Lord Trimble has been accused of stooping to a new low after claiming the Troubles would probably not have happened without the late Ian Paisley.
The former UUP leader and First Minister said Dr Paisley never addressed his own role in creating violence in the 1960s.
It came days after renowned musician Sir James Galway claimed Paisley was "indirectly responsible" for murders carried out during the Troubles.
But DUP MLA Edwin Poots hit back at Mr Trimble's comments and said: "I see David Trimble has stooped to a new low, attacking Ian Paisley when he is dead. He couldn't get the better of the Big Man when he was alive."
Speaking to a newspaper, Lord Trimble had urged people to conduct a "thought experiment". "Had there been no Ian Paisley, would we have had the Troubles?" he asked. "Probable answer: No.
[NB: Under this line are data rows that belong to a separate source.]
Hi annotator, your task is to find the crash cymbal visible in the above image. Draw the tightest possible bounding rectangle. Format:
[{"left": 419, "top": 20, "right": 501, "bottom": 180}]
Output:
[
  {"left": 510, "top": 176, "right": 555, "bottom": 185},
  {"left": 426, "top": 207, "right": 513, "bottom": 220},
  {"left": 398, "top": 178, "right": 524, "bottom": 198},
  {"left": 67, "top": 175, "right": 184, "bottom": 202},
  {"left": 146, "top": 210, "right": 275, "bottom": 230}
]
The probability is: no Paisley, no Troubles. Now it's not a certainty, but that's the probability.
"I think people ought to remember that because everybody who lived through that time knew that. Let me put it in context. I just said: 'Had there been no Paisley, would there have been the Troubles? Probably not'. That is not the same thing as saying that he caused the Troubles. That's not the same thing as saying that he bears a unique blame for it."
It follows criticism over Sir James Galway's remarks about Dr Paisley. The musician told the BBC's he "never admired" him. "I'm sure he was [responsible] because he wasn't exactly preaching let's all live together, was he?" Sir James said. He also claimed Dr Paisley "on paper was a man of God, but in reality he never was".